Indigenous issues in New Zealand (Claire Charters)

Dr Charter’s presentation was focused on tino rangatiratanga and mana Motuhake for Māori under te Tiriti. Specifically, she talked about the ways in which the New Zealand State recognises Māori authority. The overarching theme was that judges have an important role in interpreting Indigenous peoples’ rights under the UN Declaration and in te Tiriti consistently with Indigenous peoples’ interpretations. This was a reference to her earlier contribution in The Promise of Law: Essays marking the retirement of Dame Sian Elias as Chief Justice of New Zealand where she wrote about the anxiety judges face recognising Māori tino rangatiratanga as undermining their own authority as judges (and that of the State). On the contrary, she argued that it would elevate judicial authority to do so.

Her three main areas of focus were on:

  1. Adjudication and interpretation of the UNDRIP, including our right to self-determination, and Indigenous women’s rights at the international level;
  2. recent recommendations for constitutional change in Aotearoa/New Zealand: based on UNDRIP and te Tiriti;
  3. How New Zealand courts, and possibly other state courts, should address Indigenous authority and sovereignty.

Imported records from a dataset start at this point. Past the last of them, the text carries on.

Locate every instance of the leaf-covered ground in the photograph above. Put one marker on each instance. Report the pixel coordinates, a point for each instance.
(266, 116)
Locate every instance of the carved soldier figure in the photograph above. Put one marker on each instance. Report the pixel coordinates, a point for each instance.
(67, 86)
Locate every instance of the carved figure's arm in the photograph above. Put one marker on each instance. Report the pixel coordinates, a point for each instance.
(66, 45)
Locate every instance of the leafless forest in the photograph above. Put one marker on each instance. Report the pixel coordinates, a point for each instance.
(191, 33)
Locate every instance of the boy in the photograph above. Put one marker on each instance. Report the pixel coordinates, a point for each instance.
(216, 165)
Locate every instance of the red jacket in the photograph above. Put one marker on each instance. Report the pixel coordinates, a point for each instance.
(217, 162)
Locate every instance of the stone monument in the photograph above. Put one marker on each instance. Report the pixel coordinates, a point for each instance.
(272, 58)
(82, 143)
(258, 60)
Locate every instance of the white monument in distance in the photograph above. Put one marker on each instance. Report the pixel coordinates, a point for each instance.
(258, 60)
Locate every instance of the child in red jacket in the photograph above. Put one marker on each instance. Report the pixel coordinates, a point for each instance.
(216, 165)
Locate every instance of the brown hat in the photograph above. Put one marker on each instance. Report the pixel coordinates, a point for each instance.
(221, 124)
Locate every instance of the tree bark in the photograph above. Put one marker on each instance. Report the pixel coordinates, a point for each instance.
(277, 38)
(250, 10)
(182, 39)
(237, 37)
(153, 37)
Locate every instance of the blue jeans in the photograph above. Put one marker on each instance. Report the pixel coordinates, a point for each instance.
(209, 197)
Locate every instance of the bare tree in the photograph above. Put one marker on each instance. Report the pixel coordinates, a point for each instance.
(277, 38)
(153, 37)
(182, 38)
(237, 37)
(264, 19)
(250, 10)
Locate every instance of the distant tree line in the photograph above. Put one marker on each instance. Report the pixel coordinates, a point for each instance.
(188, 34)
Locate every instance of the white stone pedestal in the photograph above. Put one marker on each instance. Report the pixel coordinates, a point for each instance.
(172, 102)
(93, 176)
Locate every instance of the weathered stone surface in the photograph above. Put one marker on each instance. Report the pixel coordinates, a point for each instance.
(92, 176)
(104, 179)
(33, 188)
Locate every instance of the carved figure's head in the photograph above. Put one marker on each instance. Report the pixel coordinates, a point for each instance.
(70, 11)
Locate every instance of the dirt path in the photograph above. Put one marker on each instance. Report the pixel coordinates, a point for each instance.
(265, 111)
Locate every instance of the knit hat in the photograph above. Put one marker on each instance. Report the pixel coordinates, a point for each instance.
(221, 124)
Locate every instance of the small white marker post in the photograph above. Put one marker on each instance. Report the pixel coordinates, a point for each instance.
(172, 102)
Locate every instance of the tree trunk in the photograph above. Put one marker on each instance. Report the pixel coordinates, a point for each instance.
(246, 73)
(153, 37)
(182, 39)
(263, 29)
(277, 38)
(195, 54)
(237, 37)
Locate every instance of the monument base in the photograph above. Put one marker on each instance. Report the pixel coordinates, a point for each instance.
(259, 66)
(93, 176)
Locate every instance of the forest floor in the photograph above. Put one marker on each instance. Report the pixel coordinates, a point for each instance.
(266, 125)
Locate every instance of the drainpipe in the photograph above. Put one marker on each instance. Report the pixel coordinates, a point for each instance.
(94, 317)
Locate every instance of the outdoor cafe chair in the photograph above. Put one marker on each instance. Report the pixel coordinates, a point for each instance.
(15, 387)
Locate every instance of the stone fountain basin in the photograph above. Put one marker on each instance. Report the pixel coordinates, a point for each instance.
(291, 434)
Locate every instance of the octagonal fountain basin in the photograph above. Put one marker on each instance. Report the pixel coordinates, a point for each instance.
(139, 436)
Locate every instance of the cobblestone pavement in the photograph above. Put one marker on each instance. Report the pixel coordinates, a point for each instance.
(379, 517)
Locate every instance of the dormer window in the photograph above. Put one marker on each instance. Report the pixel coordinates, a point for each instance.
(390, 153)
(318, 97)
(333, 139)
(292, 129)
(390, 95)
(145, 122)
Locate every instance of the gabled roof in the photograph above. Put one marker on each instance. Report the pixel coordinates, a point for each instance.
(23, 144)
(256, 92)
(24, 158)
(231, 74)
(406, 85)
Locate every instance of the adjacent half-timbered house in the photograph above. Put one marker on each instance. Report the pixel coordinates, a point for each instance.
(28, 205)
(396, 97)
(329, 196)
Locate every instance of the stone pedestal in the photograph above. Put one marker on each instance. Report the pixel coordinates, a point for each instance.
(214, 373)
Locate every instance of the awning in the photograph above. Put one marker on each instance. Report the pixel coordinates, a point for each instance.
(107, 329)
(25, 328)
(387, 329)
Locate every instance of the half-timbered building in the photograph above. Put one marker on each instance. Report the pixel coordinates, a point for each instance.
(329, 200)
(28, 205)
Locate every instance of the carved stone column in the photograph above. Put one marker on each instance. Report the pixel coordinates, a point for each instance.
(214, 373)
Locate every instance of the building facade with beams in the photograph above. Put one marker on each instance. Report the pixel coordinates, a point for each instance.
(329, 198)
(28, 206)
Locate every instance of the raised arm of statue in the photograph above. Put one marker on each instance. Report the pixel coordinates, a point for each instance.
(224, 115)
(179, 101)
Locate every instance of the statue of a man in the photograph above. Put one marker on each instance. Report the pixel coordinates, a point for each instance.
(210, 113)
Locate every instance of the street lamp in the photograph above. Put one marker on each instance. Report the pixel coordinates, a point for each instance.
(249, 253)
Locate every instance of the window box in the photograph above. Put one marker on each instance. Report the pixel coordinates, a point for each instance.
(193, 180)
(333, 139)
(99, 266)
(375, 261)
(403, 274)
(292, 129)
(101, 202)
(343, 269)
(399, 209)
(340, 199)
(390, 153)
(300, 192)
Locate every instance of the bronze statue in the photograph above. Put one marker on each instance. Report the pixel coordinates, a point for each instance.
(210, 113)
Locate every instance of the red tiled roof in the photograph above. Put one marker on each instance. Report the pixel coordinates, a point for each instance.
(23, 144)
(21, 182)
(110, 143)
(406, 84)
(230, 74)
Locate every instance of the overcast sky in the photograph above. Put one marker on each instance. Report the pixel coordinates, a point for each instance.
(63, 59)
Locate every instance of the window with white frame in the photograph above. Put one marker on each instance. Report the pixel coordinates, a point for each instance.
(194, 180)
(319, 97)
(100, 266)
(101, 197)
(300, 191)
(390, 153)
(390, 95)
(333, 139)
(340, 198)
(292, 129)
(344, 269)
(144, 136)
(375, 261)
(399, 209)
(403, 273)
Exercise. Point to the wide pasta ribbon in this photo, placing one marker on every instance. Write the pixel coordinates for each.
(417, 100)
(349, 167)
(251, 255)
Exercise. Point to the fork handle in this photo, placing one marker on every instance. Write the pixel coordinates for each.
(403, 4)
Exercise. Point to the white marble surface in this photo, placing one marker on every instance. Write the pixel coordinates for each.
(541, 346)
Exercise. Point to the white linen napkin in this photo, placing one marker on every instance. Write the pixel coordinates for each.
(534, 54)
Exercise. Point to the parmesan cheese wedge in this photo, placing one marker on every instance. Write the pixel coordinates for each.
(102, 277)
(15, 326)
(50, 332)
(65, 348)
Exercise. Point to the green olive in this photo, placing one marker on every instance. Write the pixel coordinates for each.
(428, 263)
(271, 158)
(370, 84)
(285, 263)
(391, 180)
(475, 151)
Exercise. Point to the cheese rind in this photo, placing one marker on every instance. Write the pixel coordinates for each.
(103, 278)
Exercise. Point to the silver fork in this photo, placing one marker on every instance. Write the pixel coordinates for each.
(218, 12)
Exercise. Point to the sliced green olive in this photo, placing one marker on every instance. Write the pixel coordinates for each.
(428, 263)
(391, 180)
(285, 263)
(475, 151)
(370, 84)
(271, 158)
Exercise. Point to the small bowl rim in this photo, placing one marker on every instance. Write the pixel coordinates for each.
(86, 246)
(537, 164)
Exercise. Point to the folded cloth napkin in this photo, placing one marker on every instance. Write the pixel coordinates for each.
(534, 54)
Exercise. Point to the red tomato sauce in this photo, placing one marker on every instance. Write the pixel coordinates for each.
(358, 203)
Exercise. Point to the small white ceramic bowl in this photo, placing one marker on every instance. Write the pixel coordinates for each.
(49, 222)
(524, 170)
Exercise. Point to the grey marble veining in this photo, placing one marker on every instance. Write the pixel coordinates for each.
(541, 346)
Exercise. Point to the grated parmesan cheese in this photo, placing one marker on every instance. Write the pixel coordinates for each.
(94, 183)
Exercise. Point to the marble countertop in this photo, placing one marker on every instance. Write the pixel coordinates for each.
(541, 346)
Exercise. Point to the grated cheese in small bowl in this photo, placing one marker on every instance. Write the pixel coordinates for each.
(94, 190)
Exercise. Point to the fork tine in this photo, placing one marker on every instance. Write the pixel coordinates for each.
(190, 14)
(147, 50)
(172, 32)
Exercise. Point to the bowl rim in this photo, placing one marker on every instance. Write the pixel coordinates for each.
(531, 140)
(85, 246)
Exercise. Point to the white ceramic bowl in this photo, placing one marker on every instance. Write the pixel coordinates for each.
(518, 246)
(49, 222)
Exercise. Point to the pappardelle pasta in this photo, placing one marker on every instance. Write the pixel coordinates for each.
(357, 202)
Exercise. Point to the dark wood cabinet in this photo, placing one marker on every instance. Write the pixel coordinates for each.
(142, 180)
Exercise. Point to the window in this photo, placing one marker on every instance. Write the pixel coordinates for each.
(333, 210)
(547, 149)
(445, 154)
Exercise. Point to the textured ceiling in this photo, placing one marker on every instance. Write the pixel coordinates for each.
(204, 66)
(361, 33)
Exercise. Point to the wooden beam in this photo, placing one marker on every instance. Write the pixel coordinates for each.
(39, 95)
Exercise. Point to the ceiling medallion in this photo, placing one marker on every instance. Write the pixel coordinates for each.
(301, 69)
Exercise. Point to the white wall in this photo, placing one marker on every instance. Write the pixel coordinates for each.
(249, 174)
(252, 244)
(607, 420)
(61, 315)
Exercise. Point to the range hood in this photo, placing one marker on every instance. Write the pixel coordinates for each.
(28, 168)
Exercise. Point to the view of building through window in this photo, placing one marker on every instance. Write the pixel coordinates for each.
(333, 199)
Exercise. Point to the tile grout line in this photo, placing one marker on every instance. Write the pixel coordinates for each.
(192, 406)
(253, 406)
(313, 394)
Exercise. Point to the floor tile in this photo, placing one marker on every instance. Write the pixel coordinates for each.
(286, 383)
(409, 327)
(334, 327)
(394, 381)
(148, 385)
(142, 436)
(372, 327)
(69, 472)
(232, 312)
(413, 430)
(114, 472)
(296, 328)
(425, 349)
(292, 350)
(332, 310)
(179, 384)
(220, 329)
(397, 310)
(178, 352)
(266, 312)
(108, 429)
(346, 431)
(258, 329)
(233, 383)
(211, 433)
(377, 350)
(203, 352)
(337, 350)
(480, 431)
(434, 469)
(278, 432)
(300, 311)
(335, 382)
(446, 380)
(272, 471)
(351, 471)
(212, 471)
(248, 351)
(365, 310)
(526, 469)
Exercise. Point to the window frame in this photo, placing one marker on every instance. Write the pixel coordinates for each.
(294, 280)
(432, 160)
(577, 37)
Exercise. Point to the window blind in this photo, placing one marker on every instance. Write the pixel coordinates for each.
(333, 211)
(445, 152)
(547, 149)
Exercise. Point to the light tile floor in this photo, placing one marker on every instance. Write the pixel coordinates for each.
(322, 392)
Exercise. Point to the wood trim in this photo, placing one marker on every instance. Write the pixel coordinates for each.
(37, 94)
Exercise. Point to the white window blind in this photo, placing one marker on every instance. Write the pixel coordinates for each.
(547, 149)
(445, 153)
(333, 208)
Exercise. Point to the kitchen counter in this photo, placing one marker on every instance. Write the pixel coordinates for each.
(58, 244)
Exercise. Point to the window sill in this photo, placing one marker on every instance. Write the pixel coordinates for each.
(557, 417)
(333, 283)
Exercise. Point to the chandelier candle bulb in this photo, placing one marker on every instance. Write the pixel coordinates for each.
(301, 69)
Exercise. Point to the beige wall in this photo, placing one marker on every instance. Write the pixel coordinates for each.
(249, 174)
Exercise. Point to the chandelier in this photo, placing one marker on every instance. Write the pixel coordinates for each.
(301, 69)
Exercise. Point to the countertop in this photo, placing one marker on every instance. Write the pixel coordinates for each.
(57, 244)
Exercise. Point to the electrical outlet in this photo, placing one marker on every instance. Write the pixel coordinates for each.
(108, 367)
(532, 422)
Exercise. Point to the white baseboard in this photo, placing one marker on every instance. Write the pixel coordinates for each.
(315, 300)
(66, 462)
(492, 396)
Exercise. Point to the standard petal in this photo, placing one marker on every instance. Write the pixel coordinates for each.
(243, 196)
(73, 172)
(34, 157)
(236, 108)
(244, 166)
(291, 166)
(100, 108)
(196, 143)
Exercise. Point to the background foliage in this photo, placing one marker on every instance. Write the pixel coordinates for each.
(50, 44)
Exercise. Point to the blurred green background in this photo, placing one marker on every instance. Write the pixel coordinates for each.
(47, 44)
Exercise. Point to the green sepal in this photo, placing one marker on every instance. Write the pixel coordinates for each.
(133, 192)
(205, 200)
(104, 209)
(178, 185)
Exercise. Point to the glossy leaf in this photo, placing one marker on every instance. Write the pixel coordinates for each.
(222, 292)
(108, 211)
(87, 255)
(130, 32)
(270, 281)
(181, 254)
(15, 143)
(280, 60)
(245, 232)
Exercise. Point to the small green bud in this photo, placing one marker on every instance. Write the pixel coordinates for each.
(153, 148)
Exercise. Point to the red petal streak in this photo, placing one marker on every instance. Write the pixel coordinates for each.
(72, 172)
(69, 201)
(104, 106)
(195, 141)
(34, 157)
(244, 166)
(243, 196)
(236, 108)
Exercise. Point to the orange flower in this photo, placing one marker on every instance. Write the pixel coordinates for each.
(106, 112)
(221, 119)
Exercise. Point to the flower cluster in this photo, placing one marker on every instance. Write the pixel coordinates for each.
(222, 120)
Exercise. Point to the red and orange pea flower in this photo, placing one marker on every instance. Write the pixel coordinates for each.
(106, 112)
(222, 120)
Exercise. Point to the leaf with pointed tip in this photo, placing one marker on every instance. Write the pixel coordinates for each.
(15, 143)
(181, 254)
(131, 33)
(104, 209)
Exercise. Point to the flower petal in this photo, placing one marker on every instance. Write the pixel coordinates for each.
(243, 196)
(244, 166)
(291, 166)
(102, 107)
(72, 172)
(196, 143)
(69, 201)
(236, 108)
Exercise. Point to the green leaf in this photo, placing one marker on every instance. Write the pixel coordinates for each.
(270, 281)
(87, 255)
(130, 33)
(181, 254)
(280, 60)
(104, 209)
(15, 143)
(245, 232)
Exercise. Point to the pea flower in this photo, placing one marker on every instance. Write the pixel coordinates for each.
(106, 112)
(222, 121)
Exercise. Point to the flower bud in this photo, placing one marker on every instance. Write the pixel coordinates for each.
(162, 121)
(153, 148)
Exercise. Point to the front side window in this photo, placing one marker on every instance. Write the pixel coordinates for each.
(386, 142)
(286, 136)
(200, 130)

With respect to the first, she discussed how there was a range of interpretations of the UNDRIP and more specifically, what self-determination for Indigenous peoples meant. She put forward strongly that it was highly problematic that Indigenous peoples do not have the authority to determine what self-determination under the UNDRIP meant for them—and that this was largely an issue left to international and state adjudicators. Her argument was that these decision-makers should give great weight for Indigenous peoples’ voices before making a determination and, even possibly, top defer to the interpretation preferred by Indigenous peoples.

With respect to the second, she talked about recent constitutional reform proposals made in Aoteroa and, in particular, the recommendations of the Aotearoa UNDRIP Working Group in which she served as chair. While she acknowledged that New Zealand provides comparatively well, internationally speaking, for Māori participation in state governance, she suggested a greater focus on establishing spheres of independent Māori authority and shared spheres of governance with the Crown.

With respect to the third, she asked for the courts to transparently acknowledge that the New Zealand Crown’s claim to legitimacy is questionable, as a matter of law. She argued that it would not mean that judges should put down their pens. Instead, the judiciary might expressly justify their continued role on the basis that, as courts, they are authorised as a matter of state law to determine disputes and so long as state law is the political reality, they must continue to do so.